But as  I read it, I can just put one of these in front of every 7.1, and then control a whole row of these with just one out?

Halelulja, old-school-displays, here I come!!

/ Frits 

You only need to connect the I2C bus wire pins (SDA and SCL) of your microcontroller to each of the PFC8574 chips corresponding SDA and SCL pins and then you need some pull-up resistors on both the wires (I used 82k resistors for my LEGO compatible sensor).
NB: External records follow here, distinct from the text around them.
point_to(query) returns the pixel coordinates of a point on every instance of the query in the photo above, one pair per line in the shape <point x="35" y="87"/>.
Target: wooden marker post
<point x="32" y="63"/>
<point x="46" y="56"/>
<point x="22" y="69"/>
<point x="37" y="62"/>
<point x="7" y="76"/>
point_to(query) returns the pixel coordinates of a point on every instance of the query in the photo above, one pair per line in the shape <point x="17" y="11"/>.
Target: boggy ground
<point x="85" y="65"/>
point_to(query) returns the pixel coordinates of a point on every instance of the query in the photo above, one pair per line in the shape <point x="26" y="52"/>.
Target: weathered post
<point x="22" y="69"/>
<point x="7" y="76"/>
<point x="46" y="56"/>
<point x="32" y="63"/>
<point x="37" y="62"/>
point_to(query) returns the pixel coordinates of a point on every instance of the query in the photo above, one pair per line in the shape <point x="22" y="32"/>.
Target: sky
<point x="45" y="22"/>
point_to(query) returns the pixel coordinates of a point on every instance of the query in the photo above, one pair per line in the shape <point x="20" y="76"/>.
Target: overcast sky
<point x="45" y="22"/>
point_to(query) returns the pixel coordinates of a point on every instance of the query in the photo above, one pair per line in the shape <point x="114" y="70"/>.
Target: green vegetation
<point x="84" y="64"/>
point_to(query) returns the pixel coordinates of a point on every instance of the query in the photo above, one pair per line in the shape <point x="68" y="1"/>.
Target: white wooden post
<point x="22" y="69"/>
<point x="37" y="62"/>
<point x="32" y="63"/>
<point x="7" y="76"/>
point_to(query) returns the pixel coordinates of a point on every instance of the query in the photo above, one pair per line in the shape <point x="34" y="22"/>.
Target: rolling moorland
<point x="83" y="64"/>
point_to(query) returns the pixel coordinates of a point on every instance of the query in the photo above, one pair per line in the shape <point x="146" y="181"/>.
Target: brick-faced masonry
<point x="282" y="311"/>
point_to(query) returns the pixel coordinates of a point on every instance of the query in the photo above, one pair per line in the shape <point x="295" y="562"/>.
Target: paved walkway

This means you can control eight LED segments (plus any other I2C hardware not using the same fixed address prefix as the PCF8574) with just two pins on the microcontroller. By combining the segment drivers JKA mentioned with the PCF8574 chips, you can control as much as 32 LED segments so a scrolling effect would be in its place :-).

- Jimmy

You could do that... Or you could get yourself a handfull of 4511 chips. It's a display driver that can convert a 4-bit number to the signals a 7-segment display needs. It has build-in latches to keep digit on the display, even if you turn off or change the input. What you do is:

 Connect the 4-bit input of 4 4511s to bit 0-3. Bit 4-7 is connected to the EL inputs of the 4 chips, one for each input. You then do:

Set the first digit on pin 0-3, set bit 4 low and 5-7 high to turn EL low on the first chip and high on the other three.  This will make the first display show the digit. Then you turn bit 4 high. This will store the digit in the latches of the 4511. Then you select the next digit on bit 0-3, bit 5 low and 4,6,7 high. Then turn bit 5 high to store the second digit on the second display etc. Did this make sense? The bottom line is, that by using some external drivers, you can connect 4 displays to an 8-bit output, instead of just 1. Read about the 4511 here: http://www.doctronics.co.uk/pdf_files/4511.pdf

That's good to know. I just bought a few of those 4511's to let me drive digital displays, but I didn't realize that I don't even have to send signals to each one all the time. So you need a total of 4 pins + number of displays. That's an improvement, but it still seems like a lot. Still, I guess to get the pin usage even lower, you'd need to have something smarter in between, like that I2C chip.